Gosh this is gloomy... 40 years and 600 billion to clean the mess up ??!!
http://www.reuters.com/article/2013/03/08/us-japan-fukushima-idUSBRE92417Y20130308
They are in a hurry.
http://truth-out.org/buzzflash/commentary/item/18208-nuclear-crisis-at-fukushima-could-spew-out-more-than-15-000-times-as-much-radiation-as-hiroshima-bombing
If the building collapses, then it'll be a lot harder to remove the fuel rods. Or they could break. Or fission... gosh.
Perhaps this is good news, recently they've removed 1 of the fuel rods:
http://motherboard.vice.com/blog/the-first-nuclear-fuel-rods-were-successfully-removed-from-fukushima
I wonder if they can remove all of them... some think not.
https://www.commondreams.org/headline/2013/10/24-3
Although note that this article is severely biased by a leftist spokesman.

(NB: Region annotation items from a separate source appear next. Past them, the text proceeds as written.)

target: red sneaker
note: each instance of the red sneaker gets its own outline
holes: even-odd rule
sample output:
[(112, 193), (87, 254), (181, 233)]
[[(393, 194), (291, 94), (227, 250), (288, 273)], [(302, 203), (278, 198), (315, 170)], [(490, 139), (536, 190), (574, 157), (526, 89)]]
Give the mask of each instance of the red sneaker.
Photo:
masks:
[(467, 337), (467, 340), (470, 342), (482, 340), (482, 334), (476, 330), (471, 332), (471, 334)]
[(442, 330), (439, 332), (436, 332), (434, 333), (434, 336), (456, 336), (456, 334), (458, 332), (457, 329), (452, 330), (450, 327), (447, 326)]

There are a few quotes from nuclear experts in there which are worthwile, they say that there's a possibility for more leaking of nuclear material if one of the rods ruptures, and that it would mean that some nuclear material would be impossible to recover once it leaks out. The most hyped statements about the possibility of an explosion, comes from an activist... now we all know that their vision isnt' necessarily contrained by reality.

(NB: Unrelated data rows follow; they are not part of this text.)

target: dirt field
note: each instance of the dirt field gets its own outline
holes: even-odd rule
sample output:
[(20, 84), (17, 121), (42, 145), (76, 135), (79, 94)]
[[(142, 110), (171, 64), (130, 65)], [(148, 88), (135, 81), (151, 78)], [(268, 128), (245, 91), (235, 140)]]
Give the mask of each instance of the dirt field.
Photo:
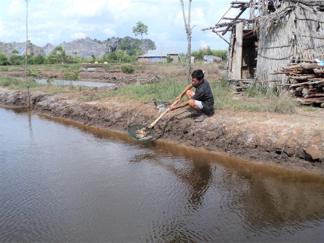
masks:
[[(1, 75), (23, 76), (20, 72), (4, 73), (7, 72)], [(81, 76), (87, 80), (124, 84), (138, 81), (138, 74), (127, 75), (118, 71), (83, 73)], [(55, 72), (42, 72), (41, 78), (60, 78), (59, 75)], [(143, 80), (152, 78), (143, 73), (140, 77)], [(82, 92), (90, 95), (108, 88), (94, 88)], [(84, 102), (78, 101), (77, 96), (75, 94), (32, 93), (31, 102), (36, 113), (123, 132), (133, 124), (148, 125), (158, 116), (153, 102), (143, 105), (116, 100)], [(236, 99), (242, 102), (253, 102), (253, 99), (240, 94), (237, 95)], [(0, 104), (25, 106), (27, 101), (25, 92), (0, 88)], [(187, 118), (190, 112), (188, 108), (179, 109), (165, 116), (154, 127), (157, 139), (256, 163), (324, 175), (323, 109), (302, 109), (298, 114), (288, 115), (216, 109), (212, 117), (201, 123)]]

Oh wait, the article links to an expert who is also voicing concern.
http://rt.com/news/fukushima-apocalypse-fuel-removal-598/
I quote: "could result in a criticality if the rods come into close proximity to one another". But is this even possible? If they're removing the rods one at a time, they cannot come close to each other, or can they? Maybe if they drop one of the rods on top of another one, but they're not going to do that, are they?
I quote: "chain reaction process could be self-sustaining and go on for a long time." So the expert doesn't expect a huge nuclear explosion, but something else. A mass of burning nuclear material that will release copious amounts of pollutions for a long time. Maybe like Chernobyl? It doesn't say.
I quote: "In a fuel pool containing damaged rods and racks, it could potentially start up on its own at anytime. TEPCO has been incredibly lucky that this hasn't happened so far. " So basically we're overdue for a disaster.
I quote: " Chernobyl was one reactor, in a rural area, a quarter of the size of one of the reactors at Fukushima. There was no 'spent fuel pool' to worry about" So the problem is a lot bigger than Chernobyl.
Gosh such an expert is such a "relief" compared to all the scaremongering. It's bad, but maybe not as bad as the worst some people want us to believe. Oh wait... further in the article the expert says that billions of people could die because of radiation, in the worst case scenario...
Gosh... let's hope that won't happen.
Anyway... I thought they had things under control... but it's a bad situation. If the scaremongerers are right then it looks like they're taking a huge gamble with as worst-case outcome that the whole of Japan must be evacuated. This poses an interesting problem. Where do you put over 100 million people overnight? Are there enough hotel-rooms available for so many people?
But should we put our trust in scaremongers... I don't think so. They want to make us believe there's an atomic bomb buried there, which could irradiate the whole earth. But the fissionable material is not nearly dense enough to go critical like that... but still, it still has the potential to be worse than Chernobyl if I understand the expert correctly.
I quote: "We have three 100-ton melted fuel blobs underground, but where exactly they are located, no one knows." Oow... so the expert says they will will only need to remove the spent fuel cells. The ones in the actual nuclear reactor have already molten down and are somewhere under ground, nobody knows where...
Gosh... I'm getting confused. I thought there hadn't been any meltdown. Is this story about reality or just a worst-case scenario?
Oh there actually was !!!
http://science.time.com/2011/05/24/what-fukushima%E2%80%99s-triple-meltdown-means/
How the &%# could I've missed that...
Ok I understand better now, why people were scared when the geiger counters went off globally last week. Sorry that I took it so lightly.
And even after the fuel rods are removed, they still present a clear danger... just in a different location.
http://www.bbc.co.uk/news/science-environment-23779561
But there are also funny stories like these:
http://concienciaradio.com/fukushima/shimatsu_nuke_explosion_possible_at_fukushima.html
Those people have a vivid imagination, not limited by any knowledge of the most basic of physics... like Fukushima can melt the whole world, that's just crazy talk.
Or this...
http://topinfopost.com/2014/01/03/underground-nuclear-explosion-at-crippled-japan-atomic-plant-shocks-world
That is obviously a joke. It's based on a report about normal earthquakes in the vicinity of Fukushima, not at Fukushima... and note the picture with the Fukushima melt-through point !!!